Il Financial Times ha calcolato la massa di lavoratori stagionali, provenienti in larga misura dall’estero, di cui le agricolture europee rischiano di essere ben presto private: 200.000 la Francia, 250.000 l’Italia, 70/80.000 sia la Spagna che il Regno Unito, 300.000 la Germania. Circa 900.000 unità in totale, molte delle quali frenate dalle restrizioni ai viaggi (rimosse per gli stagionali da Berlino), dall’incertezza dei mercati, dai timori dei singoli.

Del resto, la crisi insegna la difficile sostenibilità di una piramide economica sbilanciata verso la necessità di lavoratori a basso costo, pagati meno della media salariale nazionale, chiamati dall’estero per un compito temporaneo in cambio della possibilità di un guadagno funzionale a sostentare la propria famiglia in patria. Problemi come il caporalato, a cui in Italia si tenta ora di ovviare cinicamente dopo averlo per anni sottostimato, nascono proprio dall’intensificazione di questa corsa verso il basso e dalla difficile sostenibilità di una competizione dei prezzi sui prodotti agroalimentari in cui i lavoratori sono i primi a pagare dazio.

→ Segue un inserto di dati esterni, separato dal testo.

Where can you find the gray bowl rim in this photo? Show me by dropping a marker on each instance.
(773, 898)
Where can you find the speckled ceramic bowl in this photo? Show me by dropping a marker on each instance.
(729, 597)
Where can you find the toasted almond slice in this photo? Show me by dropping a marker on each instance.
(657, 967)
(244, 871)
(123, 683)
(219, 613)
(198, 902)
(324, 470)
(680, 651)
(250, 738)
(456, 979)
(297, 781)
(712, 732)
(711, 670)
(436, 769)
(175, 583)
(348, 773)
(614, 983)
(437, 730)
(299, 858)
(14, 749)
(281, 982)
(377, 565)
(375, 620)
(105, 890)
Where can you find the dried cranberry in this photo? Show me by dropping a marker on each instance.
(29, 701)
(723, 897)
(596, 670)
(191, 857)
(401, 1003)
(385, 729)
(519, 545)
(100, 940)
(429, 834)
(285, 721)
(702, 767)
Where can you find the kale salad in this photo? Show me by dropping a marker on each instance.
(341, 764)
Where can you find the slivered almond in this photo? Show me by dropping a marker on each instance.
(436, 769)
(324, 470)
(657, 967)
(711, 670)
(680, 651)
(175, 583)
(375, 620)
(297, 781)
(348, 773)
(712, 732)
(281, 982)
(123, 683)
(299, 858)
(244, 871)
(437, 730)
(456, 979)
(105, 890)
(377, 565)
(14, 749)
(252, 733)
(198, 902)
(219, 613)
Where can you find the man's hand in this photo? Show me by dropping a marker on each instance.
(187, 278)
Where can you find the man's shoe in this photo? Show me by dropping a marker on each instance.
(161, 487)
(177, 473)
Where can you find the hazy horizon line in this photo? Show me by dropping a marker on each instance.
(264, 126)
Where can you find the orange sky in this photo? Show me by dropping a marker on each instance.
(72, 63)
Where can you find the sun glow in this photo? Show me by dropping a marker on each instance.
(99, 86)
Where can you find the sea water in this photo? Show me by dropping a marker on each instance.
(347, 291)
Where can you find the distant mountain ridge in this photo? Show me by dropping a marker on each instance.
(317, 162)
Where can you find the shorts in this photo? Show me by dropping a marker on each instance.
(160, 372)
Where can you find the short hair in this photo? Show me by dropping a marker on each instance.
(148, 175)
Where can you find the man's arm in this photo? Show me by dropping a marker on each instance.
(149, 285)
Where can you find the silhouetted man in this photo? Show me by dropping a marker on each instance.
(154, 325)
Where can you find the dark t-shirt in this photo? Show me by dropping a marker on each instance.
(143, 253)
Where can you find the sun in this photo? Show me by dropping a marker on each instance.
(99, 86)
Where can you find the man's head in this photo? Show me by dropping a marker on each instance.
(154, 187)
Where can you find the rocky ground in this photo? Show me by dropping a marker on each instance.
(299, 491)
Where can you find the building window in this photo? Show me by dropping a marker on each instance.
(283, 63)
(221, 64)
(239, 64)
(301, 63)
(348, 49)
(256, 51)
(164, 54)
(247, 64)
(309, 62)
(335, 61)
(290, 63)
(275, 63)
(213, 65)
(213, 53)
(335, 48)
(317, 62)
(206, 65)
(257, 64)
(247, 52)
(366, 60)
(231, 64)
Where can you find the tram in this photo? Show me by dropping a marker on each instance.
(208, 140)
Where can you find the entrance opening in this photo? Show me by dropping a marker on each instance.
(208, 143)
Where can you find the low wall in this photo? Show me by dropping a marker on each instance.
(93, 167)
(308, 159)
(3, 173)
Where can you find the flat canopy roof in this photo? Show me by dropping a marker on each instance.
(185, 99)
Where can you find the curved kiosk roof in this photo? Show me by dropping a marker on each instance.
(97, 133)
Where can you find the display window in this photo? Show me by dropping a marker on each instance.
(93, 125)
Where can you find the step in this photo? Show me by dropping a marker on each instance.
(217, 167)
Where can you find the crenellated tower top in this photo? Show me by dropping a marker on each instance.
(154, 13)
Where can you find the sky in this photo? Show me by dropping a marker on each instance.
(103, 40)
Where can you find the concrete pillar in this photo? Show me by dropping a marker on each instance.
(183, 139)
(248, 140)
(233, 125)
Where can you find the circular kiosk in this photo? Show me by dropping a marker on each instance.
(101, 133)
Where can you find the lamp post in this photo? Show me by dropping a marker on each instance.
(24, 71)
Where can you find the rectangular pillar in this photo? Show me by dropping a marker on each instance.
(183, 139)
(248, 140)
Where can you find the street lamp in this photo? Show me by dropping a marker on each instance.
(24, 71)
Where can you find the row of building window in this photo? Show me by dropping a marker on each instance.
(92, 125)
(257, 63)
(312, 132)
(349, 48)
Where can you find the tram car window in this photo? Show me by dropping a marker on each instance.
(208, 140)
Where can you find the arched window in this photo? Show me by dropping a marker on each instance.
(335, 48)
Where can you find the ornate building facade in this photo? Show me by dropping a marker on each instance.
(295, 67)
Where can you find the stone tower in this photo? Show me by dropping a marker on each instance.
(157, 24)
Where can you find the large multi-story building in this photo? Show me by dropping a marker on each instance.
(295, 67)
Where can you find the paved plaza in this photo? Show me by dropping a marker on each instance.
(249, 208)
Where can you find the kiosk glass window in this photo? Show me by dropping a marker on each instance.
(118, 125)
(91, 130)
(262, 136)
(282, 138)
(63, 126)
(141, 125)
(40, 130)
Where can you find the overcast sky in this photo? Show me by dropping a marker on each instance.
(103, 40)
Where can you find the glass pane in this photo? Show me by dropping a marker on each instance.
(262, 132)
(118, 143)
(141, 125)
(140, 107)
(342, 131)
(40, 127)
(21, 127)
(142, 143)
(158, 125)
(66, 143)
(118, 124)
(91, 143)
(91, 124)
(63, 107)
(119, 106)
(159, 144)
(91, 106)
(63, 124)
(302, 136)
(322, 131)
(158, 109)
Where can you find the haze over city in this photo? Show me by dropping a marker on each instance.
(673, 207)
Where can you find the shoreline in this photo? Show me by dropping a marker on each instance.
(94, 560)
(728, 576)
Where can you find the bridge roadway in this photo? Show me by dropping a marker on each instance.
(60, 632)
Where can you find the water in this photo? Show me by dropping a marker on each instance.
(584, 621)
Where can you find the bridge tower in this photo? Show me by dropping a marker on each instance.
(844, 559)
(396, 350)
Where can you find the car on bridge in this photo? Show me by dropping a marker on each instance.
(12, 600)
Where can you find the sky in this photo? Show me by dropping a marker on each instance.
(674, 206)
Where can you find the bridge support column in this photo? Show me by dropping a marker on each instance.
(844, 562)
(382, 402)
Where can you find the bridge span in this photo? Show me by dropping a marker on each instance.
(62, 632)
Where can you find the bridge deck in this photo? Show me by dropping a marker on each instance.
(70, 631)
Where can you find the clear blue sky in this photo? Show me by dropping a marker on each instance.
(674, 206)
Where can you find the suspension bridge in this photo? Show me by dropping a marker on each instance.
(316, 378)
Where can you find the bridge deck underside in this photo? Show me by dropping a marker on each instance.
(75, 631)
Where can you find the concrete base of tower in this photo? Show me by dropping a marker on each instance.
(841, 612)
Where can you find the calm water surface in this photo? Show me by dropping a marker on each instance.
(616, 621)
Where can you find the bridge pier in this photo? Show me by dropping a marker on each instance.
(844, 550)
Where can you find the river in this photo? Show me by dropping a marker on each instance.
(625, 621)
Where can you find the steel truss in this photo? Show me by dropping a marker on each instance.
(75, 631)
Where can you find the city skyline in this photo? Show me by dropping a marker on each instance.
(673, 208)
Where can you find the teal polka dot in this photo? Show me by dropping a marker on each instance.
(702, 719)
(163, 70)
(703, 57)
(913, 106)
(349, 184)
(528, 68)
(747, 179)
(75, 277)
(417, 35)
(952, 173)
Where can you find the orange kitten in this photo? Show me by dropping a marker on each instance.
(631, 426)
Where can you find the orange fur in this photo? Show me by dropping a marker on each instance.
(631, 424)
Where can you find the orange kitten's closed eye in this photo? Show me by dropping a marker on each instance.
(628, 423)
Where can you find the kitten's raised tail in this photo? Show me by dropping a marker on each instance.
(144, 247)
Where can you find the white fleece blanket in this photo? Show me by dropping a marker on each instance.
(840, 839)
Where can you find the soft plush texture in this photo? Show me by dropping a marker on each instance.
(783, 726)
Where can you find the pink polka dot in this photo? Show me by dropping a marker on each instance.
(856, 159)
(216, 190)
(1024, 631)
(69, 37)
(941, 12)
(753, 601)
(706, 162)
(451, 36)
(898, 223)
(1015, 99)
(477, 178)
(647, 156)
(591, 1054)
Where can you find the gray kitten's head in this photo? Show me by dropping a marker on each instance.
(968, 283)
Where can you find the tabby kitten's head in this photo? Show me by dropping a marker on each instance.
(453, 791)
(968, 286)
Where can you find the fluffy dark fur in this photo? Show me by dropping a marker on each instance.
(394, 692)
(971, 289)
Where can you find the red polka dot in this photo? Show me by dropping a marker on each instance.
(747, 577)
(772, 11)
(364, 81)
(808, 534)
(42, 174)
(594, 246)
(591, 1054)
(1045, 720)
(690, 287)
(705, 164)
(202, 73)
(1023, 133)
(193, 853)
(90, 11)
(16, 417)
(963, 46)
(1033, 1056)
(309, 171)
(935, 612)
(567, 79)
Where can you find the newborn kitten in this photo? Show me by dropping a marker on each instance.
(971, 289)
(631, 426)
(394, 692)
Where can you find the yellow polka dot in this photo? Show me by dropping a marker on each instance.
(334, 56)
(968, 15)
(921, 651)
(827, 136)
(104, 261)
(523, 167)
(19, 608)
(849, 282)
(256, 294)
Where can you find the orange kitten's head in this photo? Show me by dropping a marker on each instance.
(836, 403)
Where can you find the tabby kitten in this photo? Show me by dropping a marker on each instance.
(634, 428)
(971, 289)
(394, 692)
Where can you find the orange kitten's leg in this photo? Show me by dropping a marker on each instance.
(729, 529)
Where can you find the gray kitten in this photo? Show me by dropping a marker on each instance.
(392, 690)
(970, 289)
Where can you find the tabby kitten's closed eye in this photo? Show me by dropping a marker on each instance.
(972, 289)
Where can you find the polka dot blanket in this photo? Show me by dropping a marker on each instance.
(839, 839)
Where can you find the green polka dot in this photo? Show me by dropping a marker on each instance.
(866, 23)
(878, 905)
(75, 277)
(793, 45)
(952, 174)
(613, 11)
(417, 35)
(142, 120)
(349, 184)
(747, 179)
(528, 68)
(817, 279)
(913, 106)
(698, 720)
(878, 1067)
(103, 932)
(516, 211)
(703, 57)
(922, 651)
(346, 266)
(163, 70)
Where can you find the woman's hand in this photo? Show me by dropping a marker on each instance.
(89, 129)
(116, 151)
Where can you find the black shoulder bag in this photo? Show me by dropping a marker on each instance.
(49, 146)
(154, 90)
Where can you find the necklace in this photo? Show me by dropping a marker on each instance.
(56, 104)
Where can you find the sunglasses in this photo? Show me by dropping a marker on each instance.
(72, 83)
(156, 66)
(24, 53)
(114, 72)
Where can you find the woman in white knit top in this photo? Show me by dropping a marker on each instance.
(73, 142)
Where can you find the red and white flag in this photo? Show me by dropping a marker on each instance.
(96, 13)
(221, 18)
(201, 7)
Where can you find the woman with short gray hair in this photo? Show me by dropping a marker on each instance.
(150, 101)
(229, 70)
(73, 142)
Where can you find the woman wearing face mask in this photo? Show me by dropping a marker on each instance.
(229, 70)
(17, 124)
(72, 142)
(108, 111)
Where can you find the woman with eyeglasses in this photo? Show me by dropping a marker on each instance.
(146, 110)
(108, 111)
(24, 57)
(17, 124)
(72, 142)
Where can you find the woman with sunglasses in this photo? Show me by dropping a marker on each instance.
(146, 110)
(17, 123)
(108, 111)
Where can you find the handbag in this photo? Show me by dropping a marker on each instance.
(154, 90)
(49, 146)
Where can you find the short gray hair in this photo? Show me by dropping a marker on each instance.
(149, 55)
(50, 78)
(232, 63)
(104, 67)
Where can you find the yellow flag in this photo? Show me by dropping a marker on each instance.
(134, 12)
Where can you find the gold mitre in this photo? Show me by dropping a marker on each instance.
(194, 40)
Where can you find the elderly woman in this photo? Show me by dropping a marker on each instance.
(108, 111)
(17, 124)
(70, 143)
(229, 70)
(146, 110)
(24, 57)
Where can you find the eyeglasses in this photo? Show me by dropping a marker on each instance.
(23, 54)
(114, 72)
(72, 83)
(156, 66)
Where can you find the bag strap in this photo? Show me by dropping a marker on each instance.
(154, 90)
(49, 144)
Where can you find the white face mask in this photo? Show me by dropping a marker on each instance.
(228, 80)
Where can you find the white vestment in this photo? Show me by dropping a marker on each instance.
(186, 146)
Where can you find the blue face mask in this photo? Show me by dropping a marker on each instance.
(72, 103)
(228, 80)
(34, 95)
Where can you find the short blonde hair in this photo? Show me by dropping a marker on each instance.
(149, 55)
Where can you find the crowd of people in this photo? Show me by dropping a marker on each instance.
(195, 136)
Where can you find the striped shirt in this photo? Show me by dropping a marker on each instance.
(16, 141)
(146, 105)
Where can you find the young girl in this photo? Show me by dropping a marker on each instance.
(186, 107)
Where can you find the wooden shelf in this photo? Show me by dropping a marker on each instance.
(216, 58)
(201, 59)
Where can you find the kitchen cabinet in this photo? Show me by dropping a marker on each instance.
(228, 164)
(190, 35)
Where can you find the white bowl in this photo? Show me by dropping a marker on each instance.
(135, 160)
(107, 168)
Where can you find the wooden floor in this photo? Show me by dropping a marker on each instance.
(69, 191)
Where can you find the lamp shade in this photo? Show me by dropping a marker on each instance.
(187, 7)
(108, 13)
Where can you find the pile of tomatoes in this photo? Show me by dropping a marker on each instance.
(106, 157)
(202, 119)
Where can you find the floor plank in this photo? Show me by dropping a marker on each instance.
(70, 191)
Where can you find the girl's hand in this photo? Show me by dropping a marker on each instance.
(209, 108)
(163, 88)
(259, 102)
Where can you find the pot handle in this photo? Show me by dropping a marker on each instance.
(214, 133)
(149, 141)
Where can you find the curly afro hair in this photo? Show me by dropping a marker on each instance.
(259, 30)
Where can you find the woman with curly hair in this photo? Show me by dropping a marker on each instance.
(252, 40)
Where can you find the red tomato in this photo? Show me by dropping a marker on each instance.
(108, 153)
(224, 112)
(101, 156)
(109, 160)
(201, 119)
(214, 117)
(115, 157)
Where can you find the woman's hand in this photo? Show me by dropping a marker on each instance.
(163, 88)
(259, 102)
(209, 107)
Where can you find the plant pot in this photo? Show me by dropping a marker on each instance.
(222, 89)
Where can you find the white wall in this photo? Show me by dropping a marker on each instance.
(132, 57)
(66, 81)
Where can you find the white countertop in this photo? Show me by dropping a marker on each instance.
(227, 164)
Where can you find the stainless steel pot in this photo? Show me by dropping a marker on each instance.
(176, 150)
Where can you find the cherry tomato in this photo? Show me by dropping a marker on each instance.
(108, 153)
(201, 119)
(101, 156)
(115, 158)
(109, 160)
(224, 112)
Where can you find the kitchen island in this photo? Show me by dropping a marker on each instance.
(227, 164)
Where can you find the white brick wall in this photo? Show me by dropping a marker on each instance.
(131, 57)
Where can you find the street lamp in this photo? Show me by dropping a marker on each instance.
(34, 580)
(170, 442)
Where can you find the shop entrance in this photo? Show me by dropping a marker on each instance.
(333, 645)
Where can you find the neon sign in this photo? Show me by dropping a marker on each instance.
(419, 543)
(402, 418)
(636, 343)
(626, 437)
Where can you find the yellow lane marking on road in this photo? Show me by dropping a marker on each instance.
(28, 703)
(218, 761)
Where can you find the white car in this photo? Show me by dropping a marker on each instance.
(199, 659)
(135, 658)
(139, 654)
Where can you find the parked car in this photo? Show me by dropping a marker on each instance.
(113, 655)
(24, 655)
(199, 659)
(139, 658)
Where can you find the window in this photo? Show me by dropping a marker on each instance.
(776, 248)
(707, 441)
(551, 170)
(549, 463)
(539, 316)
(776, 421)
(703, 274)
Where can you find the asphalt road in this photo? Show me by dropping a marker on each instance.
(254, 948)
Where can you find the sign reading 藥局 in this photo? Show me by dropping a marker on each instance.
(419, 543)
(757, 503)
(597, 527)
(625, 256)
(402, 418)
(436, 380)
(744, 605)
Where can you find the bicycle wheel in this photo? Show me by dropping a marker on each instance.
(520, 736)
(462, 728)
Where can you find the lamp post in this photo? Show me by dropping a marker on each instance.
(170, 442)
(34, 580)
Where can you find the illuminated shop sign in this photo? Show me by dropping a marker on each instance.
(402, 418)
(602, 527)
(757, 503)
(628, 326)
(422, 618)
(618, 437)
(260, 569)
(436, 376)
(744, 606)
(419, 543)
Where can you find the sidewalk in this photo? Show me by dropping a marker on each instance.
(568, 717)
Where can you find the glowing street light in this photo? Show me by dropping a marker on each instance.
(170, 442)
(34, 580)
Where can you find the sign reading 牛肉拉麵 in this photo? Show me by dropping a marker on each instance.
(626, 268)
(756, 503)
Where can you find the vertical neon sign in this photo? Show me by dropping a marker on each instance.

Al tempo stesso, anche in un contesto di elevata disoccupazione (si prevede un boom al 13% nel nostro Paese) incentivare con voucher o possibilità di lavoro temporaneo i cittadini del Paese è difficile. Il lavoro nei campi è rivolto principalmente a cittadini di età relativamente giovane e, purtroppo, lavori stagionali come quelli basati sulla manodopera stranieri non attraggono. Risulterebbe problematico legalmente proporre di di impiegare persone che hanno perso il lavoro (cassintegrati o fruitori del reddito di cittadinanza) senza far perdere loro tali diritti acquisiti, come suggerito da Confagricoltura. In questo contesto, dove intervenendo la Commissione europea ha pubblicato linee guida per garantire la creazione di ‘corridoi verdi’, per la gestione dei flussi volti a soddisfare la domanda enorme di lavoro stagionale, sul lungo periodo l’unica soluzione può essere il superamento della corsa verso il basso di trattamenti economici e condizioni di lavoro. Il cibo è bene primario e, in certi sensi, asset strategico in periodi di crisi: metterlo a repentaglio per le instabilità del suo mercato e della filiera è un autogol che nessun Paese, Italia in testa, può permettersi di realizzare.